At last season's World Snooker Championship only one player from outside Great Britain and Ireland featured at The Crucible.
There are many reasons for this: the cancellation of the European Tour, the lack of world ranking international events and the difficulty of getting on to the main tour, to name but a few.
Snooker, however, is still a very popular sport around the world and with the advent of satellite television the number of fans and new players is on the increase.
Dutchman Rolf de Jong is one of Holland's leading snooker stars.
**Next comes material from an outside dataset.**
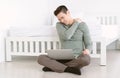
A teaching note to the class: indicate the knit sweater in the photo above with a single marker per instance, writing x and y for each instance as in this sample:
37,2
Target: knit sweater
75,37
He was runner-up at the Under-21 World Championship in 1999 and finished second in this year's Dutch Championship, losing to Stefan Mazrocis in the final.
De Jong told BBC Sport about how his love for the game and the difficulties faced by Dutch players.
"I began playing at the age of nine," he said.
"A friend invited me to come with him and play a game of snooker in a club nearby.
"I loved it from the first time I saw the table. I was, and still am, fascinated by the difficulty of the game and the fact that every frame you play is different.
"After my dad and I played a couple of times, the owner of the club invited me to come and practice on Sunday mornings with some other guys in my age group. After a while I started playing local tournaments and that's how it all began."
De Jong said that the game has a loyal fanbase in Holland, but needs a figure to come out of the shadows and make a name for him or herself in order to widen its appeal.
"Unfortunately, Dutch television isn't interested in snooker," added De Jong.
"I think this is mainly because we don't have a top class player in Holland. We need someone who can do the same for snooker as Raymond van Barneveld did for darts.
"Several guys try to turn professional but it's very hard for overseas players. Although a lot of people know and play the game, it isn't that popular."
The 23-year-old also revealed his frustrations at the lack of support from snooker's governing body for players outside Britain and Ireland.
"We used to have the Eurotour, which I thought was great. It gave players from Europe a realistic chance of making it on to the main tour," said the Dutchman.
"Unfortunately World Snooker cancelled the Eurotour after the 2002/2003 season but I would love it to come back as I'm sure a lot of other players do. It's so hard these days to get on the main tour."
Whether De Jong wins the chance to mix it with the likes of Ronnie O'Sullivan and Stephen Hendry remains to be seen, but one thing is certain about his relationship with snooker.
"I'll probably play the sport for the rest of my life. You can never get bored of snooker."